あなた達はルラ・パルセの街にある植物園を訪れていた。ガラス張りの宮殿のような建物に、緑豊かな風景が広がっている。

初めて見る魔界の植物や自然に、あなたは感嘆の声をあげていた。

「見てみて、なにこのつる草、触ったら危険なんだって」
「ああ。それは俺達が住んでた森にもあるぞ。ものを飲み込んだらそのまま膨らんで破裂するんだ。防御魔法を張れなかったらあの世行きだな」
「えっ……」

彼の博識なコメントに引きつつも、あなたは手を繋ぎ好奇心たっぷりに歩いている。

洞窟を模した場所に入って毒々しい爬虫類を見たり、不可思議な水生動物を眺めたり。

女の子なのに楽しそうにしているあなたが、ルドガーには不思議に映っていた。

「。一日お前の好きなことをしようと言ったのに、ここで本当によかったのか?」
「うんっ。最高だよ。ルドガーも自然が好きなんじゃないかなって思って」
「俺も好きだし楽しいが……お前の一番やりたいことでいいんだぞ」

そっと顔を覗き込まれて、あなたは優しく微笑む。

「二人が一緒に楽しめることがいいんじゃない? こうして並んで歩いてお喋りして、それだけで来てよかったなって思うよ」

そう素直に告げると、一瞬驚いた彼も、「そうだな」と金色の瞳を柔らかくして笑った。

また手を繋いで道のりを歩く。まるでちょっとした冒険のようだ。

あなたは今日、お気に入りのふわっとした白のコートに編みブーツ、薄桃色の耳当てをしている。

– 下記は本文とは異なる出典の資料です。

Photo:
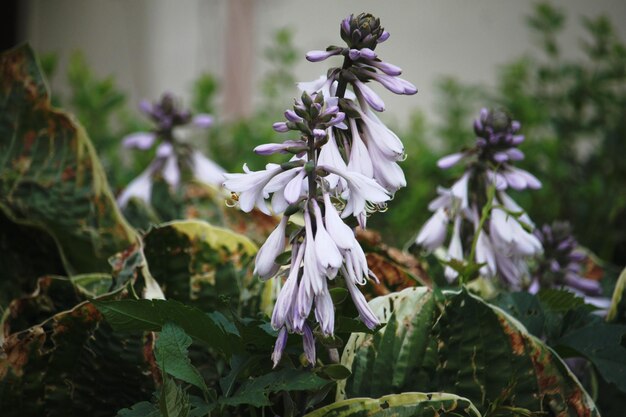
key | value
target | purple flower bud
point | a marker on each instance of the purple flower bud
(500, 157)
(308, 344)
(203, 120)
(370, 96)
(515, 154)
(317, 56)
(319, 133)
(354, 54)
(367, 53)
(385, 67)
(450, 160)
(337, 119)
(517, 139)
(280, 127)
(140, 140)
(145, 106)
(292, 116)
(279, 346)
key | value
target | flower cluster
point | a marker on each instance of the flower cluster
(503, 241)
(344, 163)
(563, 264)
(173, 156)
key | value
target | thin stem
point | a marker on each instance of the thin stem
(343, 83)
(491, 191)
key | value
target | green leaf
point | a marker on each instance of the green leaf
(601, 343)
(412, 404)
(525, 307)
(151, 315)
(142, 409)
(464, 346)
(255, 391)
(335, 371)
(172, 357)
(73, 364)
(617, 311)
(203, 265)
(50, 175)
(173, 401)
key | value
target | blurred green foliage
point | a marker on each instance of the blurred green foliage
(571, 109)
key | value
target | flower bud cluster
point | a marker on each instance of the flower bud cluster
(344, 163)
(172, 155)
(563, 263)
(502, 242)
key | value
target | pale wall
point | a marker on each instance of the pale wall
(156, 45)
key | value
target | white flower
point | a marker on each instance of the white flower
(433, 233)
(455, 250)
(342, 234)
(361, 190)
(250, 186)
(330, 156)
(265, 267)
(328, 255)
(384, 139)
(359, 157)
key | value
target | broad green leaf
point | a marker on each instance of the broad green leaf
(412, 404)
(525, 307)
(601, 343)
(142, 409)
(50, 176)
(72, 364)
(203, 265)
(460, 345)
(173, 401)
(617, 311)
(255, 391)
(389, 366)
(151, 315)
(172, 356)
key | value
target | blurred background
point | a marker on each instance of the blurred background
(558, 67)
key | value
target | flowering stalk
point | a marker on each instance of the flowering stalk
(172, 155)
(563, 264)
(484, 217)
(344, 162)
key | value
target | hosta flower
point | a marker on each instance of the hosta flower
(344, 163)
(172, 155)
(563, 265)
(503, 242)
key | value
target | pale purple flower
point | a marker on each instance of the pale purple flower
(360, 160)
(373, 99)
(206, 170)
(250, 186)
(433, 233)
(455, 250)
(342, 234)
(202, 120)
(139, 140)
(264, 264)
(328, 255)
(279, 346)
(317, 56)
(362, 189)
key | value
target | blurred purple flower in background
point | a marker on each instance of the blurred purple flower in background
(563, 265)
(172, 156)
(503, 241)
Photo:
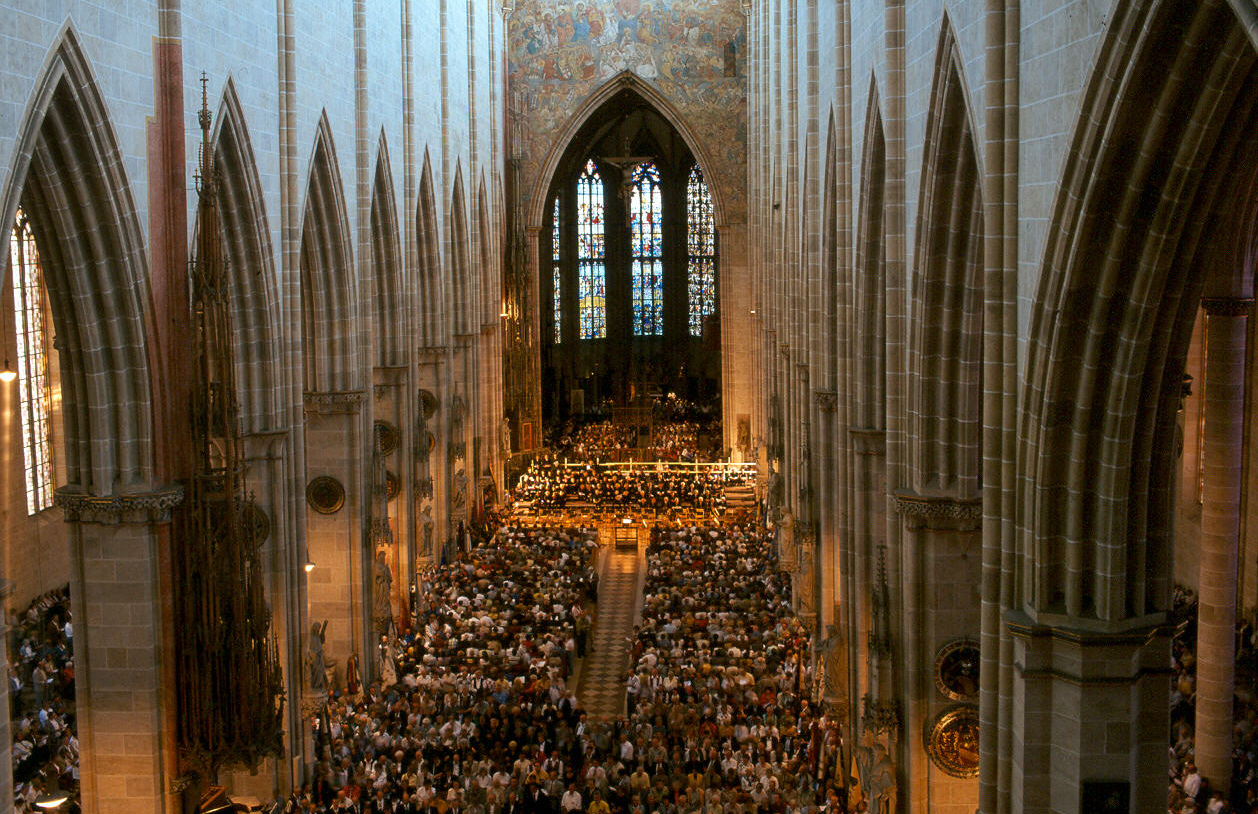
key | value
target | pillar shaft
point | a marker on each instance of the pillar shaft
(1220, 527)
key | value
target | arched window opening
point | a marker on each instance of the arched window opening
(647, 242)
(701, 250)
(34, 384)
(556, 297)
(590, 254)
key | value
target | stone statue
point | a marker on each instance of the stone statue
(315, 662)
(830, 652)
(786, 555)
(386, 661)
(381, 610)
(877, 774)
(425, 525)
(805, 580)
(459, 493)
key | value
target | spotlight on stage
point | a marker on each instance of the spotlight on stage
(52, 802)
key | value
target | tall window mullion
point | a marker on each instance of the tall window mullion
(647, 240)
(591, 256)
(556, 276)
(33, 386)
(701, 250)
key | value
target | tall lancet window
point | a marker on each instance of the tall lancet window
(556, 297)
(590, 253)
(34, 388)
(701, 250)
(647, 239)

それに対して「可愛いがスカートが短い」と感想を言ってくれたルドガーも、あなたを意識して、冬物の黒ジャケットにタートルネックを着たお洒落な装いだった。

遠出の外出は三回目だからか少し慣れたようで、彼も警戒心はほどほどにリラックスしてる様子だ。

まだ魔界を歩きやすくする加護は授けられてないが、ルドガーが隣にいてくれるだけで怖いものはなかった。